“Heathered” – writing exercise
The name Heather has featured in a lot of my writing, and she’s always the same sort of character: self-loathing, lost, lonely. One day I hope she’ll come out full fledged.
This challenge was to choose a random sentence from a nearby paperback, then write a short story wherein each sentence started with the next word in the original sentence.
Mine was from Joseph Heller’s Catch-22:
At first there were just their own three girls in the dimly-lit drab brown sitting room that stood at the juncture of three murky hallways leading in separate directions to the distant recesses of the strange and marvelous bordello.
And this is my short:
At midnight – every midnight – Heather would make her way to the corner shop, where she met up with Johann as he finished work. First she would hand over the small, wrapped package, then together they would enjoy the riches therein behind the storage shed in the lane-way. There they would find themselves high as hell and Johann would throw her up against the brick wall for a few minutes. Were it a more serious affair, he might then have walked her home to her place and shared a bed with her, but there was nothing more to it than the drugs and the fucking.
Just as Heather had expected, Johann was a fantastic lover but a shitty boyfriend. Their relationship had barely budged from a casual fling, but should she so much as look in another man’s direction she would find him all over her, and not in the good way. Own insecurities aside, Heather considered herself to be deserving of slightly more than a foreign man with an accent so thick she could barely understand the various lies he thought she wanted to hear.
Three years before, she had been engaged to marry a pianist – Louis the Frenchman. Girls were an unfortunate fondness of his, and try as she might she could not be all the girls to this one man. In retrospect, she would never have been able to fit her wife-shaped body into a whore-shaped hole.
The lane-way was bathed in a cool moonlight, and Johann had passed out face-down in the dirt next to her. Dimly-lit houses blinked out at their tryst – houses with mothers and televisions and porridge, or so she imagined. Drab but safe. Brown but satisfying. Sitting on cold cobble stones with a man half her age and with possibly an even lower IQ was not what Heather had planned for herself, not by a long shot. Room to further her career and make a name for herself, sure, but definitely not the same security that came from a man who would kiss her as she walked through the door and wake her with a coffee on a Sunday morning. That was the dream.

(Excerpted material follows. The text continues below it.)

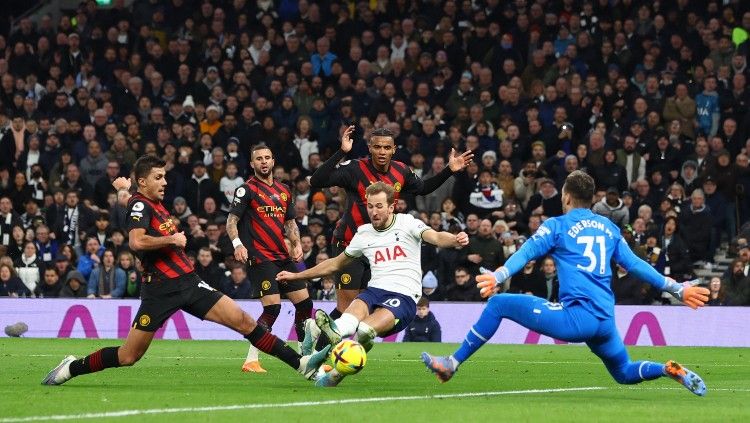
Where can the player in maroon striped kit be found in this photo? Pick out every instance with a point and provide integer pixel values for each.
(170, 284)
(262, 214)
(355, 176)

Stood at the end of the lane was one of the few phone booths that remained in the neighbourhood. At one time in her life, Heather had used it to make calls to her mother after Louis had kicked her out. The old woman was never sympathetic, only telling her that she should go back to him and fix whatever it was that she was clearly doing wrong by him. Juncture, it was, of her mother and father’s tumultuous forty-year marriage and Heather’s following along in the same adulterous footsteps – she knew the old woman had good intentions. Of course, that wasn’t much good to her when she stood, alone, in the dark night, looking for a safe place to go.
Three years: Heather found it hard to believe that it had been so long since she’d stood inside of Louis’s magic smell and been mesmerised, captivated. Murky memories often pushed their way into the forefront of her mind and sat there, taunting her, challenging her to open her heart to breaking once again. Hallways twisted around the years she had spent not pleasing the Frenchman, always feeling as though she should have been able to offer him more than she had.

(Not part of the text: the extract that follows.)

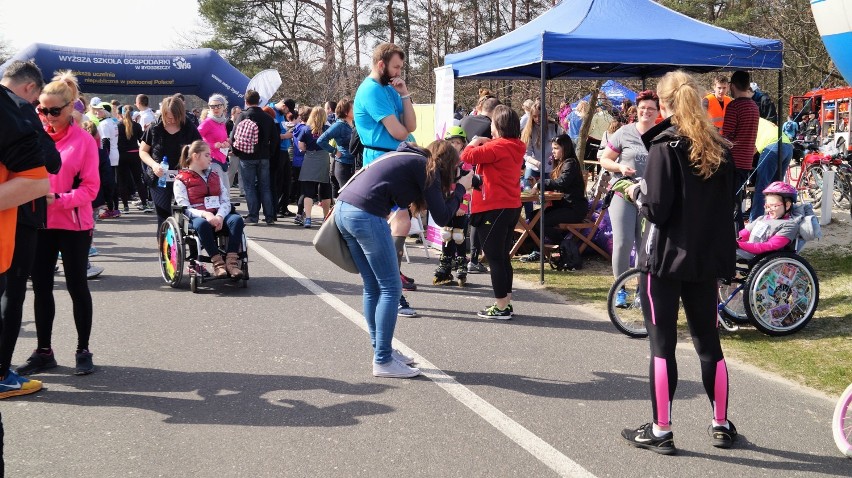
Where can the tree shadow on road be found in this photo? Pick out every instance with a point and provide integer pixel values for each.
(222, 398)
(606, 386)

Leading him by the hand, she took Johann from his stone bed to the bus stop. In five minutes, a steel tomb would trudge up the street and take him away from her for another night. Separate houses. Directions spiralling out from the corner store, miles apart. To Johann, none of that mattered a dot – Heather was merely one of many Australian girls he spent time with. The less she knew about that the better, and she never asked. Distant images of finding Louis wrapped around her sister in their own bed sprung to mind, but she had moderate success in pushing them away.
Recesses created a dangerous return path, and in her heady state she found herself stumbling and tripping on cracks that might not even have been there. Of all the roads she could have chosen, this was the worst of all. The glow of street lamps was not enough to help her to find her way. Strange sounds crept out from behind rubbish bins and unruly hedges and Heather found the world swimming around her.
And then she fell, and her head hit the concrete footpath with a thud so loud it startled a family of possums from their hiding place in the trees above. Marvellous images of life and love danced in front of her eyes before she blacked out. Bordello of Louis and Johann; Heather as their own personal whore.